Solaris Volume Manager supports both RAID-1+0 and RAID-0+1 redundancy. RAID-1+0 redundancy constitutes a configuration of mirrors that are then striped. RAID-0+1 redundancy constitutes a configuration of stripes that are then mirrored. The Solaris Volume Manager interface makes it appear that all RAID-1 devices are strictly RAID-0+1. However, Solaris Volume Manager recognizes the underlying components and mirrors each individually, when possible.
Solaris Volume Manager cannot always provide RAID-1+0 functionality. However, where both submirrors are identical to each other and are composed of disk slices (and not soft partitions), RAID-1+0 is possible.
Consider a RAID-0+1 implementation with a two-way mirror that consists of three striped slices. Without Solaris Volume Manager, a single slice failure could fail one side of the mirror. Assuming that no hot spares are in use, a second slice failure would fail the mirror. Using Solaris Volume Manager, up to three slices could potentially fail without failing the mirror. The mirror does not fail because each of the three striped slices are individually mirrored to their counterparts on the other half of the mirror.
Figure 10–2 illustrates how a RAID-1 volume can experience the loss of a slice, yet the RAID-1+0 implementation prevents data loss.
The RAID-1 volume consists of two submirrors.
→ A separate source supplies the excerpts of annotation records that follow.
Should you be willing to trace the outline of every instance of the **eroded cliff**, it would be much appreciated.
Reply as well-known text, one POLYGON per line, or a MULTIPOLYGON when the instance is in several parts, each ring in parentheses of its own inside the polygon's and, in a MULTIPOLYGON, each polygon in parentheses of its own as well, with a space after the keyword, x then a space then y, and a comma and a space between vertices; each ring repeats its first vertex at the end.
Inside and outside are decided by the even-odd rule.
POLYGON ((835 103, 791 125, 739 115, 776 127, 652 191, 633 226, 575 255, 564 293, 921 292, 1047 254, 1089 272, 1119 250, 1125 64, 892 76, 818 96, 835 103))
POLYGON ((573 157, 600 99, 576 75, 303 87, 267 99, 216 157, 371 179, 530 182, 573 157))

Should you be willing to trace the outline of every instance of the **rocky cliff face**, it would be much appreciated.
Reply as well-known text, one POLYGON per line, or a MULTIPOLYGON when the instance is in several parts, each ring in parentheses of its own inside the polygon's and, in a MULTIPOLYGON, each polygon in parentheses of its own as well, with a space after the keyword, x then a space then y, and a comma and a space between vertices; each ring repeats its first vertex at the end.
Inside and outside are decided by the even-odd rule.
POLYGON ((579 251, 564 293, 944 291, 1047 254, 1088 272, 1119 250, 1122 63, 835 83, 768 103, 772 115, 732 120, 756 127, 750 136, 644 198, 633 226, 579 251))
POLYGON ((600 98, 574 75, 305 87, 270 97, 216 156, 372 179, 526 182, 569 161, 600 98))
Each of the submirrors consist of three identical physical disks that have the same interlace value. A failure of three disks, A, B, and F, is tolerated. The entire logical block range of the mirror is still contained on at least one good disk. All of the volume's data is available.
However, if disks A and D fail, a portion of the mirror's data is no longer available on any disk. Access to these logical blocks fail. However, access to portions of the mirror where data is available still succeed. Under this situation, the mirror acts like a single disk that has developed bad blocks. The damaged portions are unavailable, but the remaining portions are available.